On January 11, 2011, Amnesty International recognized Feduta as a prisoner of conscience. On April 8, 2011, he was released on bail. On May 20, 2011, Alyaksandr Feduta was sentenced to two years of probation with a two-year probation.

In June 2015, Alyaksandr Feduta expressed his attitude to the scandal surrounding the installation and replacement of the plaque on the monument to A. S. Pushkin in Mogilev. The literary critic condemned the erection of the monument, on the pedestal of which there was a quote from Pushkin's poem "To the Slanderers of Russia", insulting for the Belarusians who participated in the uprising of 1831, noting that the official who allowed the installation of a monument with such a text should resign.

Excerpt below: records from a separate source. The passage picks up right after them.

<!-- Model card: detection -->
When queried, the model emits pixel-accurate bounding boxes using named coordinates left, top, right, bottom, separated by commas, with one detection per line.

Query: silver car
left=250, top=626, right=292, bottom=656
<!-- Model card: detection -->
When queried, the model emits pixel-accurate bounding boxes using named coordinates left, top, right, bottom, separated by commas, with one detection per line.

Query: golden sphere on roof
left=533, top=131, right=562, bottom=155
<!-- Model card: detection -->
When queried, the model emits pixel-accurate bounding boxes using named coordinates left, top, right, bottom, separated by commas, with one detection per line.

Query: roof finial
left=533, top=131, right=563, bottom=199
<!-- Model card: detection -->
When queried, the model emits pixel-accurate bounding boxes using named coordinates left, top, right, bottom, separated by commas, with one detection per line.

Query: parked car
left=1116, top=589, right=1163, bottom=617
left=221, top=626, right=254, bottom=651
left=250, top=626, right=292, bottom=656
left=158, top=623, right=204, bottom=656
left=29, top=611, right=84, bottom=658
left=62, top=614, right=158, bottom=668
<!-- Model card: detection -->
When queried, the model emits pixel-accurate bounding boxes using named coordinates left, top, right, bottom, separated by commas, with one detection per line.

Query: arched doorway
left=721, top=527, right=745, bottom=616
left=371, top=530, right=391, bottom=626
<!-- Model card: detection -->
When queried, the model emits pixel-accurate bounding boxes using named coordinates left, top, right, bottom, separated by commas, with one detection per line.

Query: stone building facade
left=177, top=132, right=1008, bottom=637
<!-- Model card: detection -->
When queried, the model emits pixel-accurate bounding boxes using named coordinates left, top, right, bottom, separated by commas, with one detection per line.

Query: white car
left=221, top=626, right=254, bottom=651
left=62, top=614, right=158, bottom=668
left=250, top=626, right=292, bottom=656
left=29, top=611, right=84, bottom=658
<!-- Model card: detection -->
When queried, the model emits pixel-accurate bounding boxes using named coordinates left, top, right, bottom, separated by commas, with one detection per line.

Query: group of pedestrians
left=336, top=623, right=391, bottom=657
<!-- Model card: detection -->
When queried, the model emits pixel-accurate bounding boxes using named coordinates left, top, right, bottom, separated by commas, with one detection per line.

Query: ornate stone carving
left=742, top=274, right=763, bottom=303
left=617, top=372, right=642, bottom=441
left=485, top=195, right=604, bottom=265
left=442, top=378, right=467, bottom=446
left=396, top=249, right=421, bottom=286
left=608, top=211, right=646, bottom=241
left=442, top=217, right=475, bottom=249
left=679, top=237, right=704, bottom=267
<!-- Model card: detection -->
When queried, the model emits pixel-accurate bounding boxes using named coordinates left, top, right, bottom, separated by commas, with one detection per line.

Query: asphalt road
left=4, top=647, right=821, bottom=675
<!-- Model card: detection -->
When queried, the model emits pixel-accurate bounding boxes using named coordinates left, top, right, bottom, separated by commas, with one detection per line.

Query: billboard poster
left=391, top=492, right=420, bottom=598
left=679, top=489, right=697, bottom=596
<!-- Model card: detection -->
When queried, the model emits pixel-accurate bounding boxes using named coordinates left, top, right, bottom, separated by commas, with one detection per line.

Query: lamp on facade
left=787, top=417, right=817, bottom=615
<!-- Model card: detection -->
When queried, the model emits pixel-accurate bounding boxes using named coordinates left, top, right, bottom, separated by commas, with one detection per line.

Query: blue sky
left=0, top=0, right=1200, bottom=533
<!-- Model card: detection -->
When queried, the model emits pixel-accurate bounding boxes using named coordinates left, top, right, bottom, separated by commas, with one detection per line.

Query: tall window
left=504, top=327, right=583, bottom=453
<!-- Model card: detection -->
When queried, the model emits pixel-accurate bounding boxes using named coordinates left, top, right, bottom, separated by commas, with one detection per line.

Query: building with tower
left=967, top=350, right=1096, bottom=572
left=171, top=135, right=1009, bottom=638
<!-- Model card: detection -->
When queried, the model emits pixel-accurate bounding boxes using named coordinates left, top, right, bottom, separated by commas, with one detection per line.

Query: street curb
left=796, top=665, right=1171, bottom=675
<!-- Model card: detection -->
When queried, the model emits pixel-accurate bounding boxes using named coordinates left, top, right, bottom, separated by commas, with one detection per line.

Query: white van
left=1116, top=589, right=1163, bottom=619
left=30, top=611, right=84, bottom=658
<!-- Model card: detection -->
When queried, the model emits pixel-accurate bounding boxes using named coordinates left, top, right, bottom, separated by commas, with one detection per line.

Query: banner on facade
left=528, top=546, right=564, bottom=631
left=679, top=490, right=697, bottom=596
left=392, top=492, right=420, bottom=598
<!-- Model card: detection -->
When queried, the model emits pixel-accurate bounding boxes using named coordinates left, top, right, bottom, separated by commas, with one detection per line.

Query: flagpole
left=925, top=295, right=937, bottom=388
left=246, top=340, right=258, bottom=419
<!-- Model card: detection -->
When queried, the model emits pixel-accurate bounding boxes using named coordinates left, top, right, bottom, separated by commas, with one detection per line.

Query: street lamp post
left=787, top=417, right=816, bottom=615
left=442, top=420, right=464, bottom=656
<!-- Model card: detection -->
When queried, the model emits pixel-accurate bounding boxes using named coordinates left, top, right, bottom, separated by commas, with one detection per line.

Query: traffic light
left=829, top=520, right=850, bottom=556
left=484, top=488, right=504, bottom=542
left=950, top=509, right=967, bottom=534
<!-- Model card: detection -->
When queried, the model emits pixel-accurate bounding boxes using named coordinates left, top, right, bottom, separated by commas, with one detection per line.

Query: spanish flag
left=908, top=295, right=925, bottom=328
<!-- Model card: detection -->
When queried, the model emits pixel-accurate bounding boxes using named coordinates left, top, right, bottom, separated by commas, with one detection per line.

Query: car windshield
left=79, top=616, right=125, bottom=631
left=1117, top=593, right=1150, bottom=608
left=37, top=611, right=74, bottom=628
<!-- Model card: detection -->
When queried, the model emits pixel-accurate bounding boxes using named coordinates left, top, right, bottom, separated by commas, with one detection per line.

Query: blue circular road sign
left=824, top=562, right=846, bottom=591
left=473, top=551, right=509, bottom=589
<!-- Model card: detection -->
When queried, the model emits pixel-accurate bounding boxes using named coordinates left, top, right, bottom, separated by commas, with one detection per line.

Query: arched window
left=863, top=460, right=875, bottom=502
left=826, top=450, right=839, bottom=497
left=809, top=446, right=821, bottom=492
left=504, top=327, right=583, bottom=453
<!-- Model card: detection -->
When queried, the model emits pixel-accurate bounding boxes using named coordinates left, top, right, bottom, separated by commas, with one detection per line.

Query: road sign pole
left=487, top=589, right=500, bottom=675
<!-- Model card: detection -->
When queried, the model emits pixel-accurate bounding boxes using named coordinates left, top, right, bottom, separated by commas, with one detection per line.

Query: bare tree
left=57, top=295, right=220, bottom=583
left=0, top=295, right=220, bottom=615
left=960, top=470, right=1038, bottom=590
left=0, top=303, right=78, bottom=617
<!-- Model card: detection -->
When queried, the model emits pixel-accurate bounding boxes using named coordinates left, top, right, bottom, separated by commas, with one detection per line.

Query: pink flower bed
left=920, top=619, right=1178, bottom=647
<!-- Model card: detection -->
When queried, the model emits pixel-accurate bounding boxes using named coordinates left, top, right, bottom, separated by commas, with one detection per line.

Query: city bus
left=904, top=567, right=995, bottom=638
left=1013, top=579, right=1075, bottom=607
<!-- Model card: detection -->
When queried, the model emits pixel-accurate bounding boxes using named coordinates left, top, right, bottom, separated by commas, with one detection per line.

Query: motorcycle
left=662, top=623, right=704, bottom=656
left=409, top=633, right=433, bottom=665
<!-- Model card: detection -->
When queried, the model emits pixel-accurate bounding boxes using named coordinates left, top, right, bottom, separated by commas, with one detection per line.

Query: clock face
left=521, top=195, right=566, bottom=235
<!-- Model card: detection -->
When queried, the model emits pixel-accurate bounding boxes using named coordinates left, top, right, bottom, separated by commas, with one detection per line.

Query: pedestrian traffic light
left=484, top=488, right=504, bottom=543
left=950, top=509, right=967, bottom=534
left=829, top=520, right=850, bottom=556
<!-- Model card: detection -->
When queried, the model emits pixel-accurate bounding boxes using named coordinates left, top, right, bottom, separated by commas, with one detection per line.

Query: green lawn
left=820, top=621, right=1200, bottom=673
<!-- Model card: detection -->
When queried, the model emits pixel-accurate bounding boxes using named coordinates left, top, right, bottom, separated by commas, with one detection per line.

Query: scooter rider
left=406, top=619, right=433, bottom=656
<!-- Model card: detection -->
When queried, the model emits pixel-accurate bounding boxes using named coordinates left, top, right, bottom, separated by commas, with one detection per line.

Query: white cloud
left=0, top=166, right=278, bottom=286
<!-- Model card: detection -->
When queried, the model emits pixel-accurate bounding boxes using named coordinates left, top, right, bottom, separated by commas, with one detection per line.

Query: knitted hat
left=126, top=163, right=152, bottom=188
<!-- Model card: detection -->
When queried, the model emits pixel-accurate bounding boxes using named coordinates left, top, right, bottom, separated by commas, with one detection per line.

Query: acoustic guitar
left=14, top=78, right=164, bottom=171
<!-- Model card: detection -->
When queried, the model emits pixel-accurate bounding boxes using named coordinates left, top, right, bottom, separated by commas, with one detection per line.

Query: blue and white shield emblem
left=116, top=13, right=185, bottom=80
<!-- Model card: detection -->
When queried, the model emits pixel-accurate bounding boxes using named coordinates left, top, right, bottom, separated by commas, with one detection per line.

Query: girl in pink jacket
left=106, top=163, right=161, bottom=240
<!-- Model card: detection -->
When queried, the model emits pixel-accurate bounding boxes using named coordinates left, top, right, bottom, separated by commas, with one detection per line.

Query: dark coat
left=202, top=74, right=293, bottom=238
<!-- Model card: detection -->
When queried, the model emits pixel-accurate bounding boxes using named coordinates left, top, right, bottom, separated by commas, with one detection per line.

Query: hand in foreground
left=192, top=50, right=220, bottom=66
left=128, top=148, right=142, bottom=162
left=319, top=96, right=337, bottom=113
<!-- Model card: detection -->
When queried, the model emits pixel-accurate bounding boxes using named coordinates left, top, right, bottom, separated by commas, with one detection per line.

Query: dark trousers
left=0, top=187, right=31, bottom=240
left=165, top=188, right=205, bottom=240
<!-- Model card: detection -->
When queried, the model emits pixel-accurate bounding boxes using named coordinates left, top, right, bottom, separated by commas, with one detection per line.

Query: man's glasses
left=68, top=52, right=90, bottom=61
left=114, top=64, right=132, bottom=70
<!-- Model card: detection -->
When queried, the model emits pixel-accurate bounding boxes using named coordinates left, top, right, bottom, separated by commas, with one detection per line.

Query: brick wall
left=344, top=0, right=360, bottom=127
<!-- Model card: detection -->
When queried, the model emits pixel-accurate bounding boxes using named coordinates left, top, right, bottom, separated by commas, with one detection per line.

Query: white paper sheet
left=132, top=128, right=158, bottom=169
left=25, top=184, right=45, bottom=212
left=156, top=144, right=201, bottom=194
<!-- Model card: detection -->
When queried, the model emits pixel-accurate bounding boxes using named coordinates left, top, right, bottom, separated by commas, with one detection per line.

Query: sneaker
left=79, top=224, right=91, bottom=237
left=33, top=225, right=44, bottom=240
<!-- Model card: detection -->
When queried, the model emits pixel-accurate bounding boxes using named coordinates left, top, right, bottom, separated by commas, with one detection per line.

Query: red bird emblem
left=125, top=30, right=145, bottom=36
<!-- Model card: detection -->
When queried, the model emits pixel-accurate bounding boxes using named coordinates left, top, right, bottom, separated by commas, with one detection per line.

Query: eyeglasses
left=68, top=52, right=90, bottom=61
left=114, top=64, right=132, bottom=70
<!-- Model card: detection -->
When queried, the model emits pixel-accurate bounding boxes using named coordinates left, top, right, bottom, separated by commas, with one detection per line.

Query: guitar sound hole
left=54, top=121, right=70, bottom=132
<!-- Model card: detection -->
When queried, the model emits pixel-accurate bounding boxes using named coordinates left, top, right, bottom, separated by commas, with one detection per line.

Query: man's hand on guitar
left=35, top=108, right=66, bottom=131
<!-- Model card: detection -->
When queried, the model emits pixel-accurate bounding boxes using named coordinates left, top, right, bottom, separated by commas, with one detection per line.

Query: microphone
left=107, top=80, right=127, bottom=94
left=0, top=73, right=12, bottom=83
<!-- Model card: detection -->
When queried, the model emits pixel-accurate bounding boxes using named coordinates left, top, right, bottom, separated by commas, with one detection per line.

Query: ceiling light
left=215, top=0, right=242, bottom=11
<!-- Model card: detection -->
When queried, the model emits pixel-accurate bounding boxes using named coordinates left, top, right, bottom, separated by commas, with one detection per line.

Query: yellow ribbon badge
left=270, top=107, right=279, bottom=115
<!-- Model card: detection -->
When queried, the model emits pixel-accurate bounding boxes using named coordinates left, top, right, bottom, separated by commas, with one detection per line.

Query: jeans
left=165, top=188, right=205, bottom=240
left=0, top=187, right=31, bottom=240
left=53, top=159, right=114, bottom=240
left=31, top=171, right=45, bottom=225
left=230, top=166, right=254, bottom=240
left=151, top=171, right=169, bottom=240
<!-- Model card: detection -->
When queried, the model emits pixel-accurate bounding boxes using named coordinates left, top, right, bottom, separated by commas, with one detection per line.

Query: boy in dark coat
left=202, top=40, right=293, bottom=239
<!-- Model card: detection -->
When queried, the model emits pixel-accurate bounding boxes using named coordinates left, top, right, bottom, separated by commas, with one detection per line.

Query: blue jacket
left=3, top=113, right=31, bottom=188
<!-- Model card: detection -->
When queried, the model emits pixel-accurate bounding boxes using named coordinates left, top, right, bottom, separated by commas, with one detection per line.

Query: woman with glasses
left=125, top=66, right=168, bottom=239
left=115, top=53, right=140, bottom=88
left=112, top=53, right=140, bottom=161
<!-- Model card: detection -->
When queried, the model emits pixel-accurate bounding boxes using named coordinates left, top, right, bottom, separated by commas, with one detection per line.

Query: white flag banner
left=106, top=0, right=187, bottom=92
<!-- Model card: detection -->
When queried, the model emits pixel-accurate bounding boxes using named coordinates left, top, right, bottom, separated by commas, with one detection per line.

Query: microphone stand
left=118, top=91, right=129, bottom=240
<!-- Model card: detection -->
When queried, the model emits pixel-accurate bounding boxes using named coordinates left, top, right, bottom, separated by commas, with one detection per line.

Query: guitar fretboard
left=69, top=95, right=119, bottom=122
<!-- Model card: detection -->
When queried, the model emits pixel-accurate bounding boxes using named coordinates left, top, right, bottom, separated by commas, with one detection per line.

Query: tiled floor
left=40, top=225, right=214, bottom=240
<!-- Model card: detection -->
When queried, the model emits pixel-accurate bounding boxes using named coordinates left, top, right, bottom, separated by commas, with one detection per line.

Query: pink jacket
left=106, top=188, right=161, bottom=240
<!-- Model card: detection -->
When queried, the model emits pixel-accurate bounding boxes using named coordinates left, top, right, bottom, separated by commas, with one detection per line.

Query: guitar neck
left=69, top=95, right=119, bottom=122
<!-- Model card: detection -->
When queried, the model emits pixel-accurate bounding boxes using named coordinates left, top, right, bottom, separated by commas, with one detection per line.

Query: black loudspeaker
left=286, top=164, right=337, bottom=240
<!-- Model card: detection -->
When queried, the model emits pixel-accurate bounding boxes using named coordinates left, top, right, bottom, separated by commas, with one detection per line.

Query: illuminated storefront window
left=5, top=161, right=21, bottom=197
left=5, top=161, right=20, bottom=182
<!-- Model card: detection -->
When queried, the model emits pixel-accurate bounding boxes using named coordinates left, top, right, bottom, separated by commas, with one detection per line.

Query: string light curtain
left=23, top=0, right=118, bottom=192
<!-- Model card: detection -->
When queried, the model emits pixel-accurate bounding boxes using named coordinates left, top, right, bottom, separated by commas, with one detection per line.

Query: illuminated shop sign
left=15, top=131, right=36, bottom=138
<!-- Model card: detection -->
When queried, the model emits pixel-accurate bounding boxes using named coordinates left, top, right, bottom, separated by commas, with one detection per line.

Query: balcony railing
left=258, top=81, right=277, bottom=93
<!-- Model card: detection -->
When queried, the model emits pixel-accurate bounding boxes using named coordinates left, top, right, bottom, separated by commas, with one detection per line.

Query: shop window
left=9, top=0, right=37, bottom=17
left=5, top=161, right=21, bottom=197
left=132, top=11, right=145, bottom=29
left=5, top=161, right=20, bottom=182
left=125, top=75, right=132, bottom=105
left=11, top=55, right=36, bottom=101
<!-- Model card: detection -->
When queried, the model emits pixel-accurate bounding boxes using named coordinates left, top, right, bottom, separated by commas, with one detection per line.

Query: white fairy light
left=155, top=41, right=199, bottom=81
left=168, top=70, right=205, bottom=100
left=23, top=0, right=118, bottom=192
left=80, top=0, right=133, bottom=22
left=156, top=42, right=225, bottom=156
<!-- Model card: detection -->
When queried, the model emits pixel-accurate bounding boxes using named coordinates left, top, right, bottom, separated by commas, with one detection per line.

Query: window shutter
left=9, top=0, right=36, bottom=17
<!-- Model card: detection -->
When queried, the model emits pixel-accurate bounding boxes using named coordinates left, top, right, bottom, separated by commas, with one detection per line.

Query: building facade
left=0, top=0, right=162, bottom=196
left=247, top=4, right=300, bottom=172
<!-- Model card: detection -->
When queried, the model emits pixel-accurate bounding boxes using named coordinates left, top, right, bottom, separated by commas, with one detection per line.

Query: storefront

On September 5, 2022, the Minsk Regional Court sentenced Alexander Feduta to 10 years in prison in a maximum security colony. In mid-December 2022, he was transferred to Mogilev Correctional Colony No. 15 (Папраўчая ўстанова «Папраўчая калонія № 15»). Viasna and other human rights organizations in Belarus have recognized Feduta as a political prisoner.

On 13 December 2025, Feduta was released and exiled to Ukraine among 123 political prisoners, after the ease of the US sanctions on Belarusian potash industry.